• If you are still using CentOS 7.9, it's time to convert to Alma 8 with the free centos2alma tool by Plesk or Plesk Migrator. Please let us know your experiences or concerns in this thread:
    CentOS2Alma discussion

Question Block MJ12bot with Plesk Fail2Ban plesk-apache-badbot Filter

WebHostingAce

Silver Pleskian
Hi,

How can I block MJ12bot with Plesk Fail2Ban plesk-apache-badbot Filter?

in access_ssl_log
Code:
163.172.68.121 - - [16/Jan/2017:19:36:49 +1100] "GET /wishlist/index/add/product/217/form_key/yAOYefomEzibxwE4/ HTTP/1.0" 302 1038 "-" "Mozilla/5.0 (compatible; MJ12bot/v1.4.7; http://mj12bot.com/)"
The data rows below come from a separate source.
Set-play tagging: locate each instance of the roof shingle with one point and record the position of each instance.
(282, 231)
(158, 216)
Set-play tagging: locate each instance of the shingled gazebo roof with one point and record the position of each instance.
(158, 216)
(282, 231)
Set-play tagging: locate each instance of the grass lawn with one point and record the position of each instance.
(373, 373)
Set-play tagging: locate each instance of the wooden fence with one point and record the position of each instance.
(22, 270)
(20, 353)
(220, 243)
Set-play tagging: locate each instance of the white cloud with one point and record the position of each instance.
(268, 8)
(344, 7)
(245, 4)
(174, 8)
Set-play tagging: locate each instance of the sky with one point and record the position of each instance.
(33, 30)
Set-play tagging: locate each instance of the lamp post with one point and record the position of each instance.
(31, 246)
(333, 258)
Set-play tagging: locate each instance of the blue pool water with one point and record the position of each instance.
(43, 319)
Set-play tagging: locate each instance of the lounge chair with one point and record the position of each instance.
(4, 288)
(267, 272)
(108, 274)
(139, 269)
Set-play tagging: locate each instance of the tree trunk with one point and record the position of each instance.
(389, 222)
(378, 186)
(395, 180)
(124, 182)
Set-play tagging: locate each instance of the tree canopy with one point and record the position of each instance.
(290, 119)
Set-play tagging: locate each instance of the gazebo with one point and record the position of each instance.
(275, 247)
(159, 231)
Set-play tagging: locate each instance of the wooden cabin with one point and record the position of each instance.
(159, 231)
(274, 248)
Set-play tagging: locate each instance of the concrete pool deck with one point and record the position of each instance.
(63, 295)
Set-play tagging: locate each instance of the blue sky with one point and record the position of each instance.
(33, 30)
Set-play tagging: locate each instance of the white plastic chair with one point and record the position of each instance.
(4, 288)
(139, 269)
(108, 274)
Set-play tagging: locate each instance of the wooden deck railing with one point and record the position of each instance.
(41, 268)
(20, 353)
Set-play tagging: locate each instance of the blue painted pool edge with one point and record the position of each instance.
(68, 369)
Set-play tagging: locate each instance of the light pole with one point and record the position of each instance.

Tried in apache-badbot Filter,
Code:
[Definition]
badbotscustom = EmailCollector|WebEMailExtrac|TrackBack/1\.02|sogou music spider|MJ12Bot
badbots = Atomic_Email_Hunter/4\.0|atSpider/1\.0|autoemailspider|bwh3_user_agent|China Local Browse 2\.6|ContactBot/0\.2|ContentSmartz|DataCha0s/2\.0|DBrowse 1\.4b|DBrowse 1\.4d|Demo Bot DOT 16b|Demo Bot Z 16b|DSurf15a 01|DSurf15a 71|DSurf15a 81|DSurf15a VA|EBrowse 1\.4b|Educate Search VxB|EmailSiphon|EmailSpider|EmailWolf 1\.00|ESurf15a 15|ExtractorPro|Franklin Locator 1\.8|FSurf15a 01|Full Web Bot 0416B|Full Web Bot 0516B|Full Web Bot 2816B|Guestbook Auto Submitter|Industry Program 1\.0\.x|ISC Systems iRc Search 2\.1|IUPUI Research Bot v 1\.9a|LARBIN-EXPERIMENTAL \(efp@gmx\.net\)|LetsCrawl\.com/1\.0 +http\://letscrawl\.com/|Lincoln State Web Browser|LMQueueBot/0\.2|LWP\:\:Simple/5\.803|Mac Finder 1\.0\.xx|MFC Foundation Class Library 4\.0|Microsoft URL Control - 6\.00\.8xxx|Missauga Locate 1\.0\.0|Missigua Locator 1\.9|Missouri College Browse|Mizzu Labs 2\.2|Mo College 1\.9|MVAClient|Mozilla/2\.0 \(compatible; NEWT ActiveX; Win32\)|Mozilla/3\.0 \(compatible; Indy Library\)|Mozilla/3\.0 \(compatible; scan4mail \(advanced version\) http\://www\.peterspages\.net/?scan4mail\)|Mozilla/4\.0 \(compatible; Advanced Email Extractor v2\.xx\)|Mozilla/4\.0 \(compatible; Iplexx Spider/1\.0 http\://www\.iplexx\.at\)|Mozilla/4\.0 \(compatible; MSIE 5\.0; Windows NT; DigExt; DTS Agent|Mozilla/4\.0 efp@gmx\.net|Mozilla/5\.0 \(Version\: xxxx Type\:xx\)|NameOfAgent \(CMS Spider\)|NASA Search 1\.0|Nsauditor/1\.x|PBrowse 1\.4b|PEval 1\.4b|Poirot|Port Huron Labs|Production Bot 0116B|Production Bot 2016B|Production Bot DOT 3016B|Program Shareware 1\.0\.2|PSurf15a 11|PSurf15a 51|PSurf15a VA|psycheclone|RSurf15a 41|RSurf15a 51|RSurf15a 81|searchbot admin@google\.com|ShablastBot 1\.0|snap\.com beta crawler v0|Snapbot/1\.0|Snapbot/1\.0 \(Snap Shots, +http\://www\.snap\.com\)|sogou develop spider|Sogou Orion spider/3\.0\(+http\://www\.sogou\.com/docs/help/webmasters\.htm#07\)|sogou spider|Sogou web spider/3\.0\(+http\://www\.sogou\.com/docs/help/webmasters\.htm#07\)|sohu agent|SSurf15a 11 |TSurf15a 11|Under the Rainbow 2\.2|User-Agent\: Mozilla/4\.0 \(compatible; MSIE 6\.0; Windows NT 5\.1\)|VadixBot|WebVulnCrawl\.unknown/1\.0 libwww-perl/5\.803|Wells Search II|WEP Search 00
failregex = ^<HOST> -.*"(GET|POST).*HTTP.*"(?:%(badbots)s|%(badbotscustom)s)"$
ignoreregex =

Cant get it to work. Does anyone know how to do it?

Thank you.
 
For the fail2ban rule, add this definition to the end of the "badbots" line of /etc/fail2ban/filter.d/apache-badbots.conf:
Code:
|Mozilla/5\.0 \(compatible; MJ12bot/v1\.4\.7 http\://www\.mj12bot\.com/\)
It shouldl match the MJ12bot as shown by your /wishlist... example.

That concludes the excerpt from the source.